The drive to better align data storage policies to business needs is spurring the development of new storage management tools. Two goals are improved efficiency of assets through better utilization and greater effectiveness of people through automation. These goals converge in a renewed effort underway by several vendors to reintroduce a technology that's been around for many years--hierarchical storage management (HSM).
This time-honored mainframe technology (see "When disk wasn't cheap") never caught on in the Windows and Unix worlds. But changes in technology suggest you should take another look at HSM. And if you're thinking of implementing HSM, consider how to integrate HSM into your open systems environments.
A solution in search of a problem? Several factors have combined to limit the adoption of HSM in open systems, notably:
- Dramatically falling prices for disk storage
- Distributed nature of open systems environments
- Fundamental characteristics of open system apps
This practice resulted in an increase in overall capacity, while utilization rates fell. Although this was wasteful, as long as the emphasis was on the cost of acquisition rather than the cost of management, it seemed reasonable. However, as administrative costs have begun to outstrip hardware costs, IT managers have renewed their interest in any option that can mitigate these costs.

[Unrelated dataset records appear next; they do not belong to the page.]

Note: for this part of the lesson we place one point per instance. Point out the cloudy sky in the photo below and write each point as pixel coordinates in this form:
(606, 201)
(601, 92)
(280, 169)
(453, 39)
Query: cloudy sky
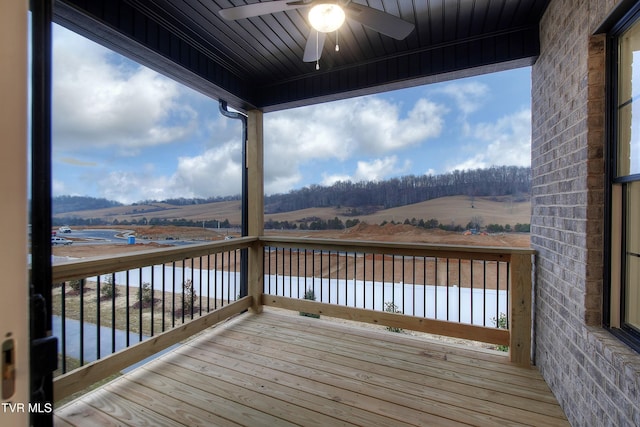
(126, 133)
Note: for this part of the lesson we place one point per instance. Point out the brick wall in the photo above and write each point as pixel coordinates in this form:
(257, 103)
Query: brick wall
(594, 376)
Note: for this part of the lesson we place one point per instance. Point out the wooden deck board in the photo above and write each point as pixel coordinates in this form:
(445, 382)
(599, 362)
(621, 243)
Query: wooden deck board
(276, 369)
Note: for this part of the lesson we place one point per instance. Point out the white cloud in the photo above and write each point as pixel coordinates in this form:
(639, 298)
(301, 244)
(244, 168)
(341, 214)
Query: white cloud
(506, 142)
(341, 130)
(469, 96)
(99, 100)
(216, 172)
(375, 170)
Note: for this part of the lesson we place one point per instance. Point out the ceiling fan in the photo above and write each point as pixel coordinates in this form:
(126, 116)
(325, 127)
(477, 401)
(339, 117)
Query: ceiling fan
(325, 16)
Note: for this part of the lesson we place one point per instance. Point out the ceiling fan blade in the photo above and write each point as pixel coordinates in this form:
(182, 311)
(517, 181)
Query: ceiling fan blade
(380, 21)
(258, 9)
(314, 46)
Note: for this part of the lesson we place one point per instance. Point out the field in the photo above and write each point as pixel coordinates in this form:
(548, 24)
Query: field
(447, 210)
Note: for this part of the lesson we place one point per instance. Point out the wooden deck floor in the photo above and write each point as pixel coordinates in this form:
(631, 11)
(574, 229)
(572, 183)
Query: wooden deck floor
(276, 369)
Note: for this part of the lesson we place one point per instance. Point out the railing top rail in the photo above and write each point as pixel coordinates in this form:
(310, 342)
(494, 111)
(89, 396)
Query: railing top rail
(418, 249)
(94, 266)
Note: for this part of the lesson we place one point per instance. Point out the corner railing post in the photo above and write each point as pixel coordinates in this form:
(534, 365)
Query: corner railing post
(256, 275)
(520, 310)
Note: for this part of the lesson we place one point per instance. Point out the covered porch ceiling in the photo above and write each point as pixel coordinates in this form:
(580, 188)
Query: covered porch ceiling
(257, 62)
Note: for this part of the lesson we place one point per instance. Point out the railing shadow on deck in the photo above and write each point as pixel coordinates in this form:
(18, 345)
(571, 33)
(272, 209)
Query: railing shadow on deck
(150, 300)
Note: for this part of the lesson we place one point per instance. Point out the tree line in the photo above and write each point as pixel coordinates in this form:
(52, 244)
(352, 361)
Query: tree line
(406, 190)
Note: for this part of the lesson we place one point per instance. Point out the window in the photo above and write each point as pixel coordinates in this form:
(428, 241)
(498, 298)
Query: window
(624, 309)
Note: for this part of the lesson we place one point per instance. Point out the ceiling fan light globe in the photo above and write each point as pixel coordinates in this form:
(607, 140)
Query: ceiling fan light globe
(326, 17)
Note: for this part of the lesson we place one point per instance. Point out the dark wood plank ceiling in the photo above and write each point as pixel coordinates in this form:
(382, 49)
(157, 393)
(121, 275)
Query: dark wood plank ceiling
(257, 62)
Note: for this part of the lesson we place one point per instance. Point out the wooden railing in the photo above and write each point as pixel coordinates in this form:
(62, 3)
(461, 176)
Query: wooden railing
(128, 307)
(475, 293)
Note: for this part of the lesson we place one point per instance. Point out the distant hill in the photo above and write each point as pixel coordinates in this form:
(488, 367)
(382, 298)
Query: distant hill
(497, 195)
(458, 210)
(62, 204)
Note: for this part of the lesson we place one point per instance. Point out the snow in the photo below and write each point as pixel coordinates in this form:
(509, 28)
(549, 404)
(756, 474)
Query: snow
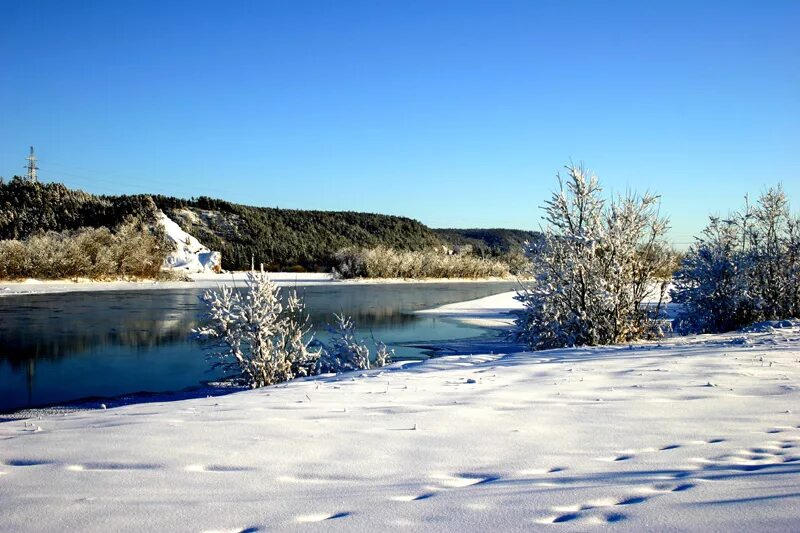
(188, 253)
(204, 280)
(692, 434)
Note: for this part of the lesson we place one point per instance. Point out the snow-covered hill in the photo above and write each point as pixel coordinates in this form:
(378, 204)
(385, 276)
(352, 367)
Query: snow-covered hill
(188, 254)
(694, 434)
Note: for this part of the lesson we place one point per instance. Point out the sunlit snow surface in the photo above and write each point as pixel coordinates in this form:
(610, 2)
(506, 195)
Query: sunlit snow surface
(698, 433)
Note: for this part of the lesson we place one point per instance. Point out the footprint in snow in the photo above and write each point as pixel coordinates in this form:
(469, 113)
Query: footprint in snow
(26, 462)
(112, 467)
(320, 517)
(458, 481)
(218, 468)
(412, 497)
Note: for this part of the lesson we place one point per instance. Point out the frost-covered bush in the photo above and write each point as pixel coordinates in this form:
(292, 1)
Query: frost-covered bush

The decentralized nature of open systems also discouraged the adoption of HSM. In the days of non-centralized, direct-attached storage (DAS), the opportunity to reallocate excess storage didn't exist. It wasn't worth the effort to recoup space from a particular system because there wasn't a way to effectively reassign it. With the onset of storage networks, reallocating storage has become more practical, so this objection no longer applies in many environments.
Nor does the issue of open systems' more interactive (vs. mainframe's) character. Open-systems applications tend to be highly interactive, whereas mainframes--to a large extent--perform huge quantities of batch processing. And the interactive nature of open-systems apps doesn't work well with HSM. If you directly applied the mainframe approach to open systems, when users attempted to access a document, for example, they'd be faced with an hourglass icon for several minutes. The potential increase in help desk calls alone is enough to discourage adoption of HSM. That problem is particularly apparent when tape is the target media for HSM data.

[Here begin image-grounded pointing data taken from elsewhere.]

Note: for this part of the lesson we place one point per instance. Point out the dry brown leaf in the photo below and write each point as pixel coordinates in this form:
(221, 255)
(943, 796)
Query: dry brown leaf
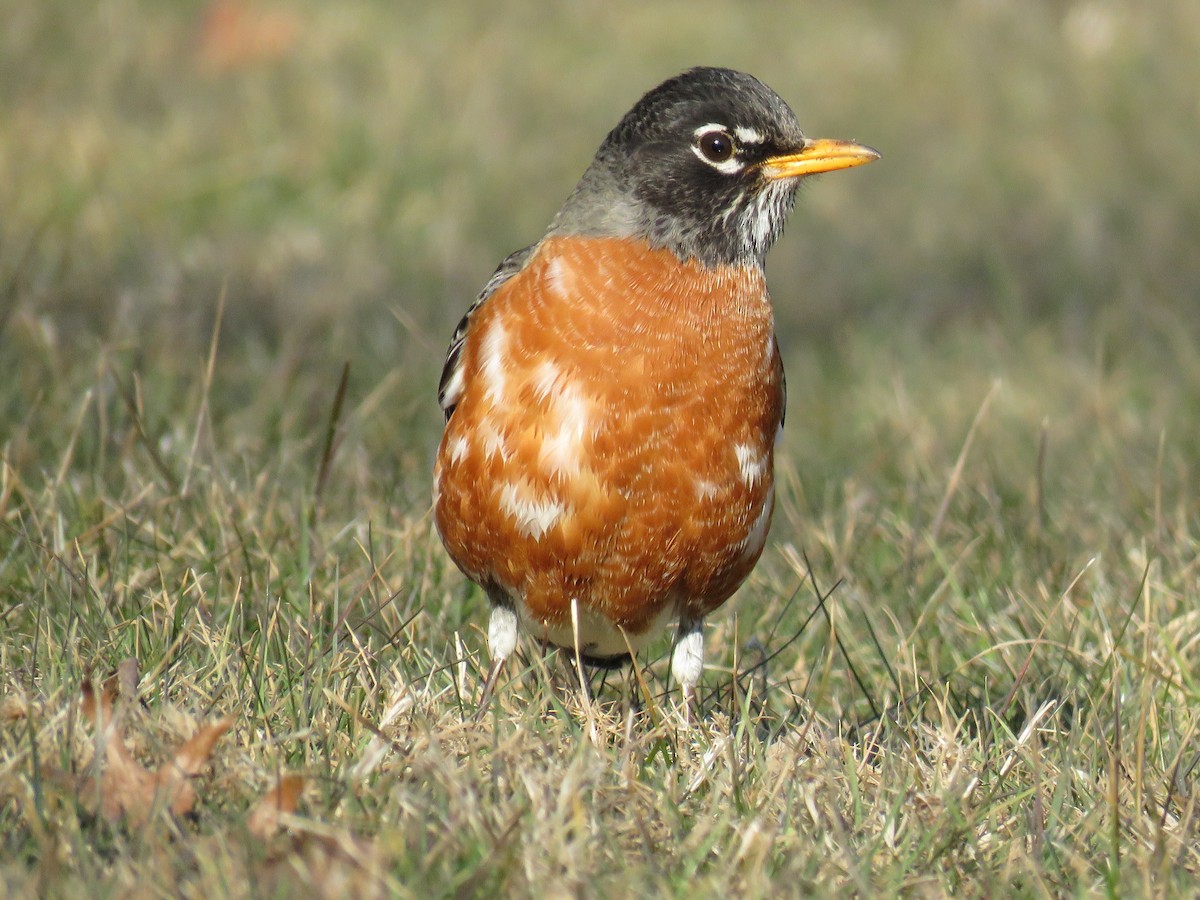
(281, 801)
(127, 790)
(235, 34)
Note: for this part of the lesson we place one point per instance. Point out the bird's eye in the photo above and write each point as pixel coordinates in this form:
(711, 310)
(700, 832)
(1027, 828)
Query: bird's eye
(717, 145)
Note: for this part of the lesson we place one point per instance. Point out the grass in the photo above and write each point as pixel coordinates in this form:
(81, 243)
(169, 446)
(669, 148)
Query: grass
(966, 664)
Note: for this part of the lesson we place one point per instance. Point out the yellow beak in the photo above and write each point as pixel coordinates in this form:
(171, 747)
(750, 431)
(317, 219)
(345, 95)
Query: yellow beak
(819, 155)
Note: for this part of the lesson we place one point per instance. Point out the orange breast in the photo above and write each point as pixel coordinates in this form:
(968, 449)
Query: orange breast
(613, 441)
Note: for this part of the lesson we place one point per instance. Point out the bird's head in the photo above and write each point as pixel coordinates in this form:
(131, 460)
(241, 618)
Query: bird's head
(706, 165)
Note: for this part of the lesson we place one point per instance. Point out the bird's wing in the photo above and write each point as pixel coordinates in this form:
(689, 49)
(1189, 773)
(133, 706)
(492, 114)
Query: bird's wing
(451, 384)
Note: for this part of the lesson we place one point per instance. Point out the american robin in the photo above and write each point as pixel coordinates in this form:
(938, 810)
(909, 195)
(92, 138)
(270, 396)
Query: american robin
(615, 394)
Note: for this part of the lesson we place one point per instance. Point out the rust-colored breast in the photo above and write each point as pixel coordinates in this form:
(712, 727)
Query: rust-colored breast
(613, 441)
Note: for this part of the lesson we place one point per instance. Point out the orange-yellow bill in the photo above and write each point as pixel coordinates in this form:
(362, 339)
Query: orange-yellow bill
(819, 155)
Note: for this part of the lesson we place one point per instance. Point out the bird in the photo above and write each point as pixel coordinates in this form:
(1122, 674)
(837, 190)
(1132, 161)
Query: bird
(615, 394)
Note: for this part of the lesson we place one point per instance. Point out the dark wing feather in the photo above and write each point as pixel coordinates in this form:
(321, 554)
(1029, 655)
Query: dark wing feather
(450, 387)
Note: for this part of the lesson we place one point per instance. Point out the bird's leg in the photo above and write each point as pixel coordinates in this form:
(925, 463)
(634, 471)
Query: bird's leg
(688, 660)
(502, 640)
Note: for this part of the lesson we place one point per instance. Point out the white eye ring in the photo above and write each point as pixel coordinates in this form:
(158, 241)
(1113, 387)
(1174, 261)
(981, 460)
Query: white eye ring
(718, 148)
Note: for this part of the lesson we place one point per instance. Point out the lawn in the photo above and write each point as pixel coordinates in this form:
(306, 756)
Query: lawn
(234, 659)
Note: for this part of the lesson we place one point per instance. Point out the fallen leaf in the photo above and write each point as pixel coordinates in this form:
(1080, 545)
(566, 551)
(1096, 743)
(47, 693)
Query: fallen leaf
(127, 790)
(281, 801)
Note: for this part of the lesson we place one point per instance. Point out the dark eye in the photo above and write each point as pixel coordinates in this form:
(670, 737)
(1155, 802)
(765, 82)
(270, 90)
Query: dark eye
(717, 145)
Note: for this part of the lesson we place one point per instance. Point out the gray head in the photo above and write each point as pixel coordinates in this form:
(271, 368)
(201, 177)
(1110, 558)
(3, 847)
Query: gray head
(707, 166)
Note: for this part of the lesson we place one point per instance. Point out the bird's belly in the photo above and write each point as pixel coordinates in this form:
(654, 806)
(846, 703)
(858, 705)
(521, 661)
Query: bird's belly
(631, 479)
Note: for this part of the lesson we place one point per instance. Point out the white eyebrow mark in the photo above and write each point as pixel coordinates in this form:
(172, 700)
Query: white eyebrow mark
(748, 136)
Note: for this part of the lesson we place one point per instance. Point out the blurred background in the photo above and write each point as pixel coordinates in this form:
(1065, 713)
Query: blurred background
(346, 177)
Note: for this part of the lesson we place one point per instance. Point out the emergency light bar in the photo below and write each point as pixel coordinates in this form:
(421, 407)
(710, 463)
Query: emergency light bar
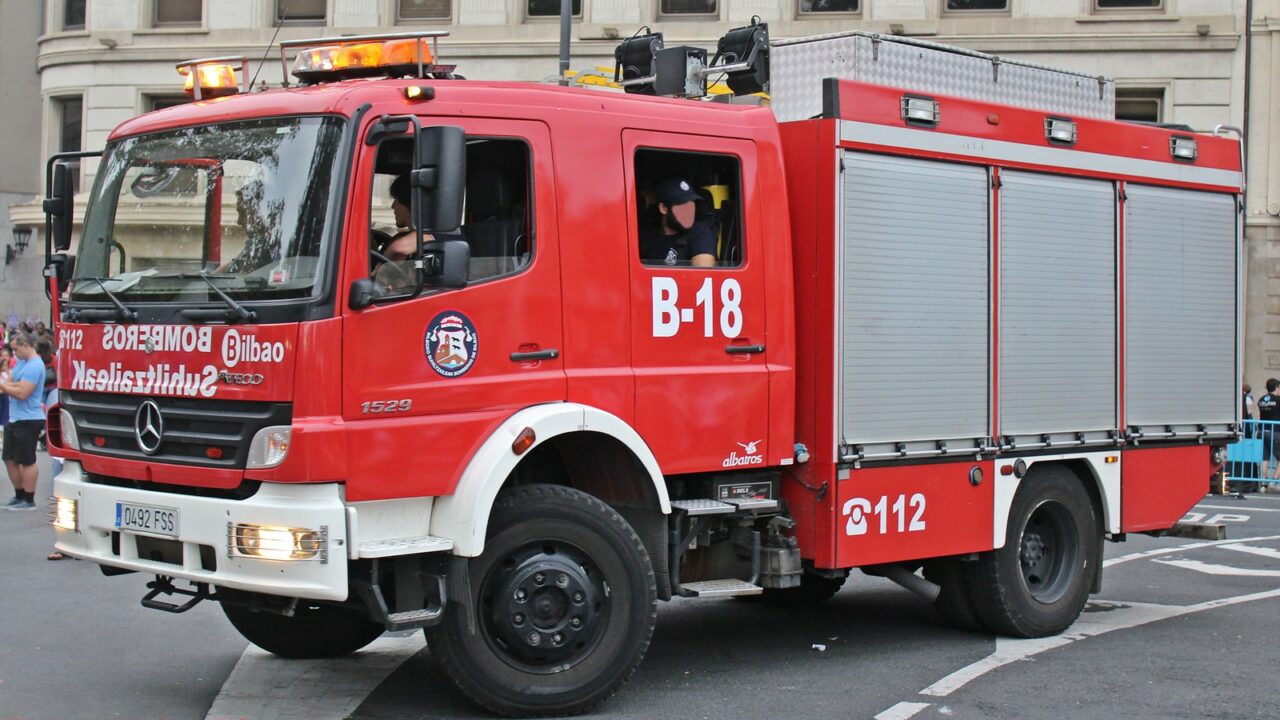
(214, 77)
(403, 54)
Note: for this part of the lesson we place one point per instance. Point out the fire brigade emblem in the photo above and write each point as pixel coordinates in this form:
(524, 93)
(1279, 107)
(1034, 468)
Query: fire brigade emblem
(451, 343)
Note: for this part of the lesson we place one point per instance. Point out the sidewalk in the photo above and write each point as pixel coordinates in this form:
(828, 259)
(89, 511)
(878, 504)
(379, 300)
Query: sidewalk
(77, 645)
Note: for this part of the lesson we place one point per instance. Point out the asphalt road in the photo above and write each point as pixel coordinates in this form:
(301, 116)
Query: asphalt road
(1182, 629)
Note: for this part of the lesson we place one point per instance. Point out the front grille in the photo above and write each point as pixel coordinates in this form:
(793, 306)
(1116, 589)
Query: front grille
(209, 433)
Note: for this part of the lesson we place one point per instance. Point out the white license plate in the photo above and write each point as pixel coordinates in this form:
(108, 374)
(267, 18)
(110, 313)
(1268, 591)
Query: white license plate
(146, 519)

HSM in today's environment
So, is there a place for HSM? The answer is a qualified yes. Some reasons to consider HSM today are:
- To reduce costs of storage management
- To improve backup/restore performance
- To improve management of large e-mail repositories and other databases
|When disk wasn't cheap|
HSM also dramatically improves backup operations. In traditional backup environments, full backups are performed on a regularly. Studies have shown that a large percentage of files on file servers are rarely accessed after a few months, yet these files continue to impact the time required to perform backups and the amount of media consumed.

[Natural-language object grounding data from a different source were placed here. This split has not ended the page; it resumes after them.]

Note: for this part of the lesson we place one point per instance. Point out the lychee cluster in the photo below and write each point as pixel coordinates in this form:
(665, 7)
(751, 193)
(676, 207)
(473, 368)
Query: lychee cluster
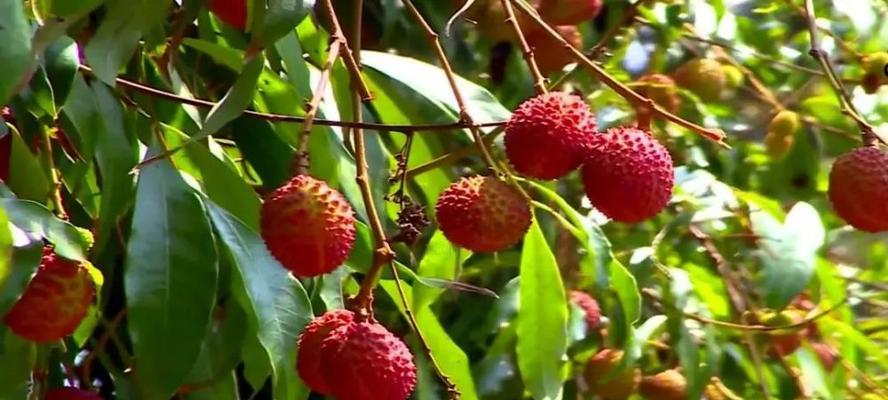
(54, 302)
(308, 226)
(352, 359)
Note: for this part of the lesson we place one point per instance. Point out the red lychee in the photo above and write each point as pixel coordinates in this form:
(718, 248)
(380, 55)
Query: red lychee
(367, 362)
(569, 12)
(482, 214)
(69, 393)
(55, 301)
(308, 226)
(308, 363)
(858, 188)
(628, 175)
(231, 12)
(546, 135)
(589, 306)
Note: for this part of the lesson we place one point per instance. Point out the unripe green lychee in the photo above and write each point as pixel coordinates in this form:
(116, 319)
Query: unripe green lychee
(703, 77)
(628, 175)
(569, 12)
(599, 378)
(231, 12)
(546, 136)
(667, 385)
(482, 214)
(858, 188)
(54, 302)
(308, 226)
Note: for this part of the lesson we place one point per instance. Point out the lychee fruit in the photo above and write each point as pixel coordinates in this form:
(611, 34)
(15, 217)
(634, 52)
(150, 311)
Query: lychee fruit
(601, 381)
(661, 89)
(54, 302)
(308, 226)
(667, 385)
(231, 12)
(364, 361)
(858, 188)
(569, 12)
(69, 393)
(549, 54)
(628, 175)
(308, 363)
(482, 214)
(546, 135)
(703, 77)
(589, 306)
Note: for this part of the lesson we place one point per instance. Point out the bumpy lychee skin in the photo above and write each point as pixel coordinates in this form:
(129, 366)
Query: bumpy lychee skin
(589, 306)
(308, 364)
(667, 385)
(600, 382)
(858, 188)
(308, 226)
(367, 362)
(703, 77)
(69, 393)
(628, 175)
(546, 135)
(569, 12)
(55, 301)
(231, 12)
(482, 214)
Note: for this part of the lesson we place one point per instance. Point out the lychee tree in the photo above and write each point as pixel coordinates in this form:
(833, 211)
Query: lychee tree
(443, 199)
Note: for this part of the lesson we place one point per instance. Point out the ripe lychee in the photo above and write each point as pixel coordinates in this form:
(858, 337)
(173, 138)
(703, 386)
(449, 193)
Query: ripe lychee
(600, 381)
(54, 302)
(858, 188)
(231, 12)
(667, 385)
(589, 306)
(549, 54)
(308, 363)
(703, 77)
(482, 214)
(364, 361)
(546, 135)
(628, 175)
(308, 226)
(661, 89)
(69, 393)
(569, 12)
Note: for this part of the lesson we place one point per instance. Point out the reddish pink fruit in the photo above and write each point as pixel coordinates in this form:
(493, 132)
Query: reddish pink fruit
(546, 135)
(628, 175)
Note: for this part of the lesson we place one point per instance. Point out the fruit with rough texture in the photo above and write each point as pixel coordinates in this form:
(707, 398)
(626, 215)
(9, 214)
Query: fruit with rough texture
(589, 306)
(69, 393)
(703, 77)
(667, 385)
(482, 214)
(547, 135)
(858, 188)
(661, 89)
(308, 364)
(569, 12)
(599, 380)
(628, 175)
(231, 12)
(308, 226)
(54, 302)
(364, 361)
(550, 54)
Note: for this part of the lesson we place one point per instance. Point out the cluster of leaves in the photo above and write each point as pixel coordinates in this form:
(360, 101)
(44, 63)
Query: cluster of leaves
(192, 305)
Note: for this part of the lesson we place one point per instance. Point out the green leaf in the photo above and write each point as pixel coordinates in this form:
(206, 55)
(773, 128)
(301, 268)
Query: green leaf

With HSM, these files would be migrated to tape with stubs--or fingerprints--left on primary storage, greatly reducing the size of the primary data stores. They would no longer be constantly backed up, thereby improving backup and recovery times and reducing tape consumption.
Similarly, a problem plaguing many environments today is the growth of e-mail and databases. Several vendors offer HSM-related products specifically designed for use with applications such as Microsoft Exchange or Oracle that enable the migration of old messages, attachments and infrequently accessed records to other media (see "Application-focused HSM/HSM-related products"). The promised result is a reduction in the size of the primary repositories.
Integrating an HSM solution into a storage management framework shouldn't be approached without evaluating the impact on the rest of the organization. You should consider four main questions:
How well do you know your data? There needs to be a solid understanding of the data being managed in order to establish appropriate policies that correctly align with the value of the data at risk. Simply determining that a file hasn't been accessed for a certain period of time isn't sufficient to make it a candidate for migration. A clearly defined data classification methodology with broad support within the organization is one requirement for a successful HSM implementation.
What's the impact on users and applications? The impact of delays in accessing data needs to be understood before deploying HSM. Are delays acceptable? Can they be mitigated with near-line storage? Can your applications handle them appropriately?
How does HSM impact backup and other storage operations? It's important to understand what operational changes will be required to accommodate HSM. Also, where will HSM software or agents need to be deployed, and what's the impact?
How can I back out the HSM solution from the environment, if necessary? If HSM turns out to not be the right solution or there's a desire to change vendors, it's important to understand the level of effort and impact to return the environment to its non-HSM state.
With the evolution of storage networks, low-cost disk, and enhanced software offerings, HSM is worth another look. Application-focused HSM solutions, in particular, have the potential to provide some unique benefits. The success of these solutions depends on a clear understanding of requirements, benefits and risks.